I am trying to exploit hadoop to train multiple models . My data are small enough to fit in memory so i want to have one model trained in every map task.
My problem is that when i have finished training my model, i need to send it to the reducer. I am using Weka to train the model. I don’t want to start looking how to implement the Writable interface in Weka classes, because it needs a lot of effort. I am looking for a simple way to do this.

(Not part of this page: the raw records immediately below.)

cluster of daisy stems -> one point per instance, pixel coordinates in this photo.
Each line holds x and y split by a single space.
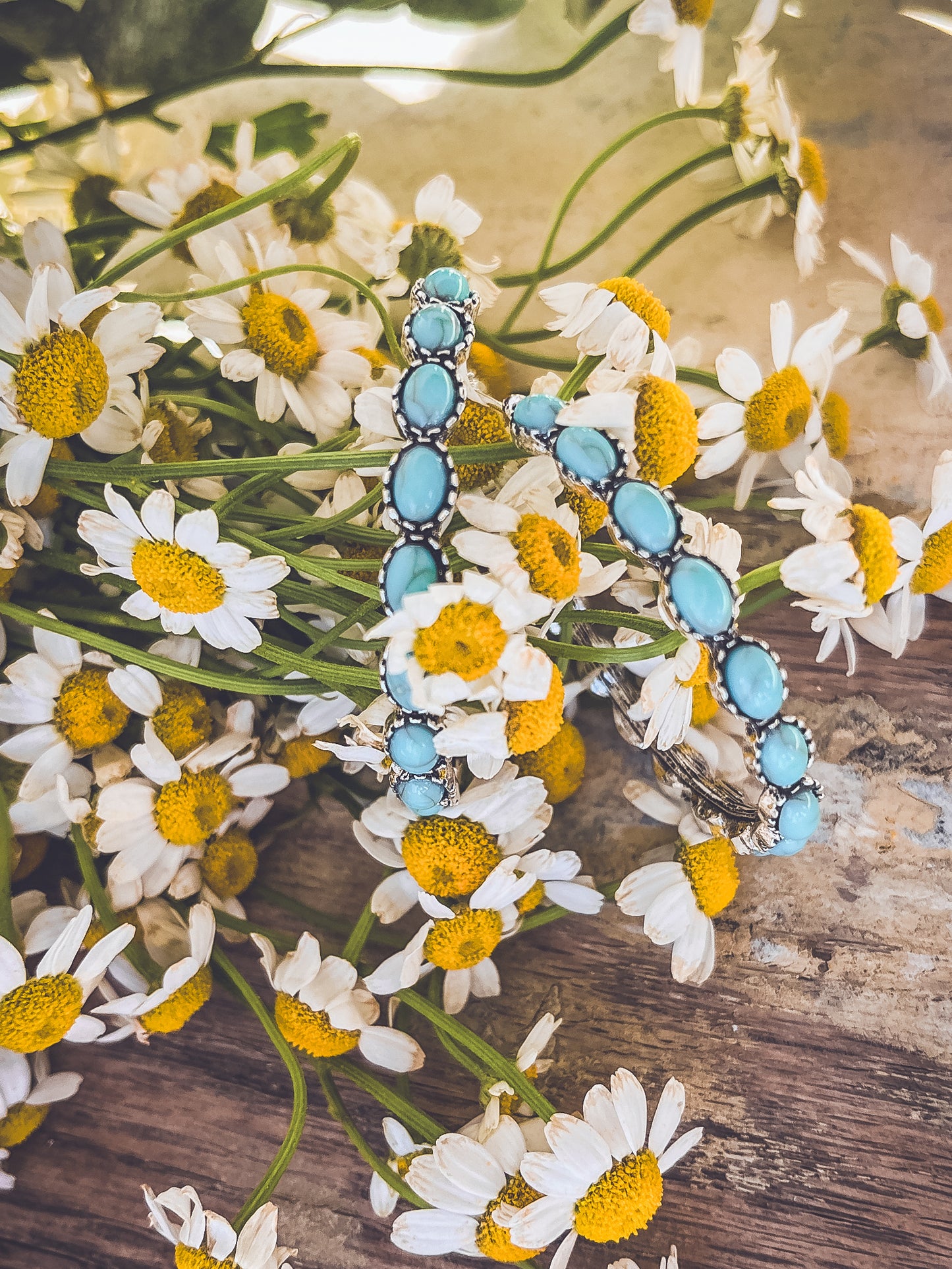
260 536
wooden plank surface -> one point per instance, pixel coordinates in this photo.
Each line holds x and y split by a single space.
815 1058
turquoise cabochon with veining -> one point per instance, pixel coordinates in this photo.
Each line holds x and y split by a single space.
420 484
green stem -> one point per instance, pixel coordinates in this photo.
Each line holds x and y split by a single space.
578 377
128 475
534 279
138 956
490 1058
348 149
298 1114
357 940
256 69
415 1119
208 292
358 1141
745 194
8 926
623 217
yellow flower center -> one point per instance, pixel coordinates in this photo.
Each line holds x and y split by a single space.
302 758
693 13
229 863
550 556
872 542
665 430
813 171
590 511
190 808
835 424
19 1122
449 857
86 712
711 868
197 1258
462 941
777 414
532 723
49 499
934 569
491 1239
641 301
560 764
310 1029
466 638
38 1013
215 196
531 900
175 1011
623 1200
183 721
479 426
178 579
934 314
491 370
175 443
704 706
282 334
61 383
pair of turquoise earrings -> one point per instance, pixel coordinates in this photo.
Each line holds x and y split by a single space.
420 489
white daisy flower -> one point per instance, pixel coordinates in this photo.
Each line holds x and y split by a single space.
442 223
208 1237
157 822
403 1151
860 557
45 1008
768 415
528 542
460 940
279 334
325 1009
466 1184
904 302
678 897
186 985
505 730
601 1182
681 27
68 383
615 319
456 851
187 578
27 1092
465 641
64 704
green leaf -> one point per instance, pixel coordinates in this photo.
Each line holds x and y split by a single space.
287 127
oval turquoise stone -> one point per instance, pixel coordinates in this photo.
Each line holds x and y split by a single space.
701 596
785 755
412 748
435 327
787 847
800 815
419 484
537 412
587 453
645 517
398 688
422 796
754 682
430 395
410 569
446 285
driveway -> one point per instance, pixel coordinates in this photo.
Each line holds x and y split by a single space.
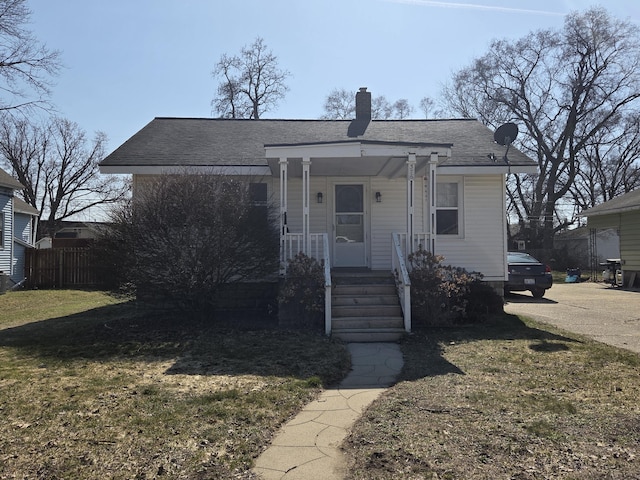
606 314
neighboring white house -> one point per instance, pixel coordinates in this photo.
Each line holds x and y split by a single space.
589 247
17 229
353 190
622 214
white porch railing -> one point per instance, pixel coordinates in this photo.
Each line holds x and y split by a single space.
293 243
318 248
403 284
419 239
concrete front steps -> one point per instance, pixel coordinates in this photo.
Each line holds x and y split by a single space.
365 307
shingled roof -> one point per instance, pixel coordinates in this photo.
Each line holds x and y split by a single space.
167 142
624 203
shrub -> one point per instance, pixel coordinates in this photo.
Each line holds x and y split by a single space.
184 236
444 294
302 293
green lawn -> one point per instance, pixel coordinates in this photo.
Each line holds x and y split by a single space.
509 400
92 386
98 387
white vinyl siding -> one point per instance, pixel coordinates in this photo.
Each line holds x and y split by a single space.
317 211
23 227
630 241
6 220
482 248
628 226
390 216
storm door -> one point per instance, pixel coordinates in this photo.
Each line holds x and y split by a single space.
349 249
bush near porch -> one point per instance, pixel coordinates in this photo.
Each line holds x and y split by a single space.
447 295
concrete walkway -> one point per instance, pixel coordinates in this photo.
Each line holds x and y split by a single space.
308 447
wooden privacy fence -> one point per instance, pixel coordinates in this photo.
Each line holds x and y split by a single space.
62 268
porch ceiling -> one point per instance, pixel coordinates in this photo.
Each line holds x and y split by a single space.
353 159
388 167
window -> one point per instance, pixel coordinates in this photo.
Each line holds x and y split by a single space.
258 196
447 208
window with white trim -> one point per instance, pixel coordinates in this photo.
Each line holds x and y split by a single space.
448 208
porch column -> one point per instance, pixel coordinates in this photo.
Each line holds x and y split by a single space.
411 180
433 163
306 238
283 214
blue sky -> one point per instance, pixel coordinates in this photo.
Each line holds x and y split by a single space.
127 61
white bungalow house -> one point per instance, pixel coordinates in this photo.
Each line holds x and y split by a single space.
359 194
18 222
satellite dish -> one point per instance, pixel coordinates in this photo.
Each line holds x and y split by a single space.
505 134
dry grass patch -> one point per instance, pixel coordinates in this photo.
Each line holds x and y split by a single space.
510 400
109 389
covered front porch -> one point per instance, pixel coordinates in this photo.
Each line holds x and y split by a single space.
362 205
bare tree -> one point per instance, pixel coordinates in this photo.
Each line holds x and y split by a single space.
429 108
58 167
611 166
25 63
185 235
402 109
564 88
339 105
251 83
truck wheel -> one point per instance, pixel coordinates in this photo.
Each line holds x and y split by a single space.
538 292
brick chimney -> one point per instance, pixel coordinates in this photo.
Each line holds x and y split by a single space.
363 104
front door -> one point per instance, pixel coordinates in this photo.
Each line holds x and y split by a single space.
349 249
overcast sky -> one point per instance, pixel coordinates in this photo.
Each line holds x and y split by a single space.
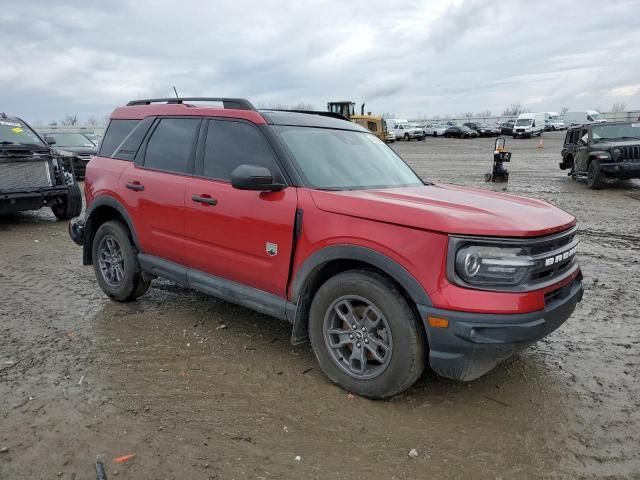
405 57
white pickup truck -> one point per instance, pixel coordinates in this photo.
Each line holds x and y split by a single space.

The Classifier class in Weka implements the Serializable interface. How can i send this object to the reducer?
edits
Here is the link that mentions weka objects serialization: http://weka.wikispaces.com/Serialization
Here is what my code looks like:
Configuring the job(only a part of the configuration is posted):
conf.set("io.serializations","org.apache.hadoop.io.serializer.JavaSerialization," + "org.apache.hadoop.io.serializer.WritableSerialization");
job.setOutputKeyClass(Text.class);
job.setOutputValueClass(Classifier.class);
Map function:
//load dataset in data variable
Classifier tree=new J48();
tree.buildClassifier();
context.write(new Text("whatever"), tree);
My Map class extends Mapper (Object,Text,Text,Classifier)

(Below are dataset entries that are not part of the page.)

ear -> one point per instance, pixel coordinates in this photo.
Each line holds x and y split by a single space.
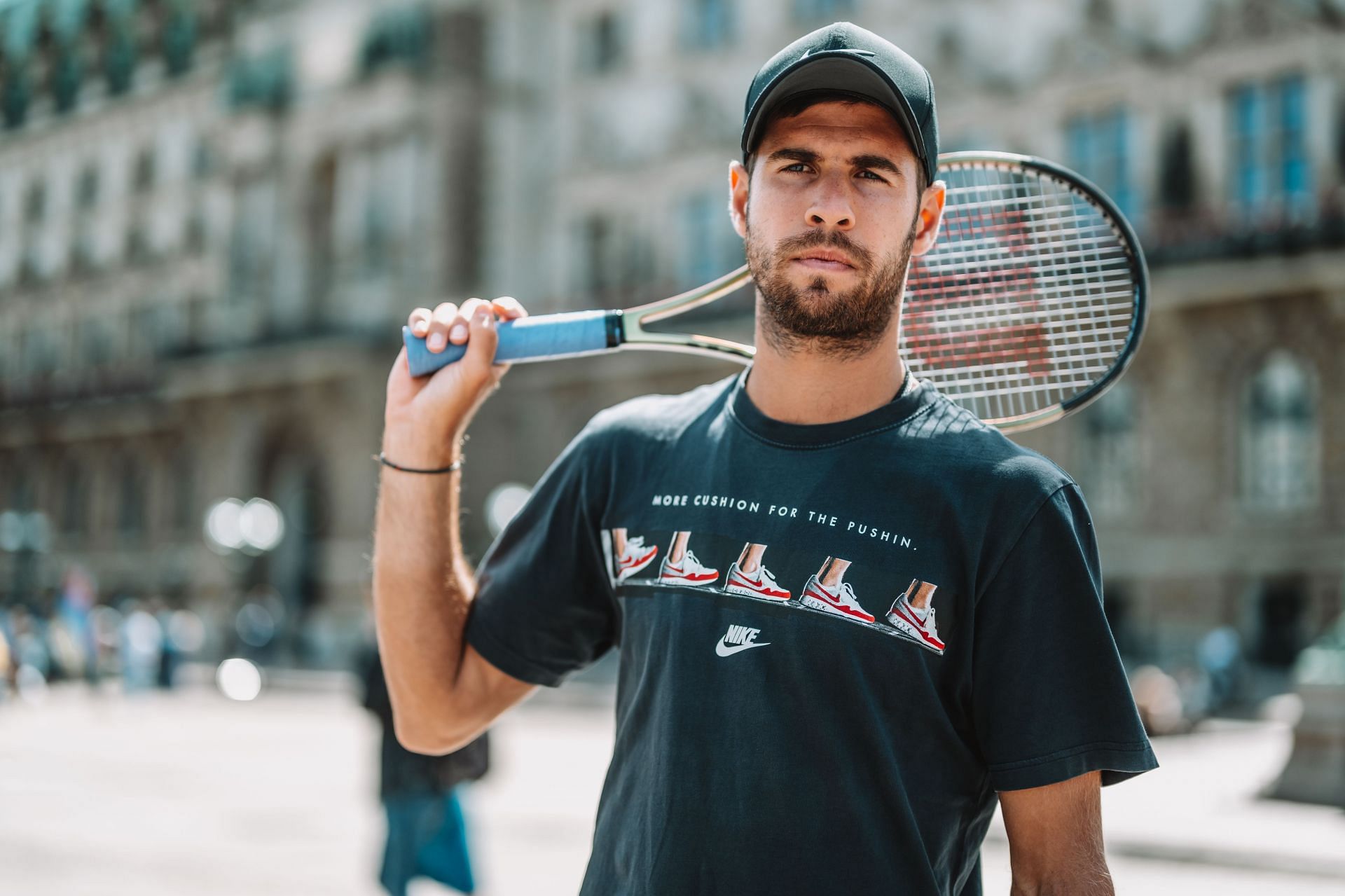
739 198
931 216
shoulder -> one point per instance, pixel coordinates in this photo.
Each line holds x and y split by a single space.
658 418
981 455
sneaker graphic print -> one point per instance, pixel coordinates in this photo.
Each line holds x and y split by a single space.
682 568
912 615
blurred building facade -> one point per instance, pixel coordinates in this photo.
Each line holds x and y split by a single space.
216 214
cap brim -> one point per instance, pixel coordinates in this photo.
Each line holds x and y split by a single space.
836 71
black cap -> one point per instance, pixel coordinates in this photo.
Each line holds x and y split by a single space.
846 58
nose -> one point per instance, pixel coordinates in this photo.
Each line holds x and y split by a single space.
830 206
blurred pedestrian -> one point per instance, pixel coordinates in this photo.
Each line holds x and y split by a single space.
74 611
427 834
140 643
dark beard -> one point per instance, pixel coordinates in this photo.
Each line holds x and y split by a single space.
841 324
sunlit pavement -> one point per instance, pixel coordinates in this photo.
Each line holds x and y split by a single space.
188 793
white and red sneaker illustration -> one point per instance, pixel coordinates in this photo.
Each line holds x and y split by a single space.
635 558
913 622
841 603
759 584
689 571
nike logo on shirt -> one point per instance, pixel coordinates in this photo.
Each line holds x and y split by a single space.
738 640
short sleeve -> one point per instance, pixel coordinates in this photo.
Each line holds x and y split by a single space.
1049 693
544 605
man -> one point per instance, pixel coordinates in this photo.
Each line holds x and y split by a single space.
826 747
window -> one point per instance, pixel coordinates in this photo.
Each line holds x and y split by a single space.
602 45
1110 464
390 203
74 501
1281 444
1269 142
615 259
34 219
1177 170
131 498
143 179
708 25
251 242
1279 622
1099 150
185 492
820 10
708 247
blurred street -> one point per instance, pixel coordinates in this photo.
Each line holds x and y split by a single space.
188 793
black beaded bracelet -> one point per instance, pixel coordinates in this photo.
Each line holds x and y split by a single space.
382 459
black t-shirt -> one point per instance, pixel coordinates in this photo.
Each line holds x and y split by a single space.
837 641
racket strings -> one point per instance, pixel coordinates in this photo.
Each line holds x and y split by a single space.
1026 299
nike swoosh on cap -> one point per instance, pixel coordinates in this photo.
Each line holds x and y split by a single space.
725 650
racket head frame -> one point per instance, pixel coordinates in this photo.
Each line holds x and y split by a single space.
1136 257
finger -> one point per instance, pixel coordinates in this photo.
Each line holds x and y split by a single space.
509 308
419 321
443 318
462 327
481 347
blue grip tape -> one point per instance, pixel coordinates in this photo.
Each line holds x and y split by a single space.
542 338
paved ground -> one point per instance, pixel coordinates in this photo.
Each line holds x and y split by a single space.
188 793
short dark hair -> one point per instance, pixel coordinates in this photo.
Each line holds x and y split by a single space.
796 105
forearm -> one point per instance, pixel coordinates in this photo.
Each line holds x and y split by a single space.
1055 839
422 590
1087 880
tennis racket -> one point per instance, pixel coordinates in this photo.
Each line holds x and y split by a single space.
1028 308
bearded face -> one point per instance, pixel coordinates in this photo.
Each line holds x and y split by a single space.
836 322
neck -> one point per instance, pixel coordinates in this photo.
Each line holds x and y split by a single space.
805 385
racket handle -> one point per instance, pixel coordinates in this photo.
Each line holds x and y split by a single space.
541 338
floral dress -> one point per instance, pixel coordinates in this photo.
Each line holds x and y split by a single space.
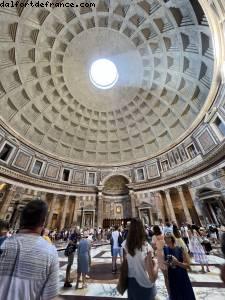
197 250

But i am getting this error:
java.lang.NullPointerException
at org.apache.hadoop.io.serializer.SerializationFactory.getSerializer(SerializationFactory.java:73)

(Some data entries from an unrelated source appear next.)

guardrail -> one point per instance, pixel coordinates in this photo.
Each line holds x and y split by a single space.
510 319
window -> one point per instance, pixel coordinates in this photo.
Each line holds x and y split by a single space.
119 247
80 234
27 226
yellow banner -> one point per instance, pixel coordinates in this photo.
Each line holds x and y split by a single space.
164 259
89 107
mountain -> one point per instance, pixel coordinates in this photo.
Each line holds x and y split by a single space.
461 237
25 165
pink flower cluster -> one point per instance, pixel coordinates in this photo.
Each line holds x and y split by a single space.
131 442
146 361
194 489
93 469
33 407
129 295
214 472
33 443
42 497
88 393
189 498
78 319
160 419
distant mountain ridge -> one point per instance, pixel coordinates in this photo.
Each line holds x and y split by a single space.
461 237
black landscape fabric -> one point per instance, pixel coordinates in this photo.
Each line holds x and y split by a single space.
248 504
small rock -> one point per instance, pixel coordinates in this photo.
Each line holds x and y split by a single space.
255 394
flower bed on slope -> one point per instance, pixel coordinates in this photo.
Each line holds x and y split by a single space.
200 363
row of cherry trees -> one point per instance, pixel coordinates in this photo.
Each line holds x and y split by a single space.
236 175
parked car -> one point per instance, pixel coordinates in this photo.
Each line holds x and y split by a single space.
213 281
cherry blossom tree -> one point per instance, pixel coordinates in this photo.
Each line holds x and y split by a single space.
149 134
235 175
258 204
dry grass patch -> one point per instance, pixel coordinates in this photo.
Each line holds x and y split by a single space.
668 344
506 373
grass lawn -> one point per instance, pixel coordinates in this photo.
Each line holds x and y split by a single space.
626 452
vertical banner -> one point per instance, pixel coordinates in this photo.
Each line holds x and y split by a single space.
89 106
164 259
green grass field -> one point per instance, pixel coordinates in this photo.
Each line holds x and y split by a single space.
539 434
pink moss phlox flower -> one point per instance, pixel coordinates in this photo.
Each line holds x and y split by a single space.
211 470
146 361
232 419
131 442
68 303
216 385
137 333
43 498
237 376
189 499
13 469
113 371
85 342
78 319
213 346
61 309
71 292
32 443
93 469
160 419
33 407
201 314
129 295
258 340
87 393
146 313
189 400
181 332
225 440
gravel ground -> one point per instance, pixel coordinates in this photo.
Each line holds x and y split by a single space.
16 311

at org.apache.hadoop.mapred.MapTask$MapOutputBuffer.<init>(MapTask.java:964)
at org.apache.hadoop.mapred.MapTask$NewOutputCollector.<init>(MapTask.java:673)
at org.apache.hadoop.mapred.MapTask.runNewMapper(MapTask.java:755)
at org.apache.hadoop.mapred.MapTask.run(MapTask.java:369)
at org.apache.hadoop.mapred.Child$4.run(Child.java:259)
at java.security.AccessController.doPrivileged(Native Method)
at javax.security.auth.Subject.doAs(Subject.java:416)
at org.apache.hadoop.security.UserGroupInformation.doAs(UserGroupInformation.java:1059)
at org.apache.hadoop.mapred.Child.main(Child.java:253)
What i am doing wrong??
You can define your own serialization mechanism
I think it resolves around implementing the Serialization interface, and defining your implementation in the
io.serializationsconfiguration propertyIn your case, if you just want to use java serialization, set this property to:
org.apache.hadoop.io.serializer.JavaSerialization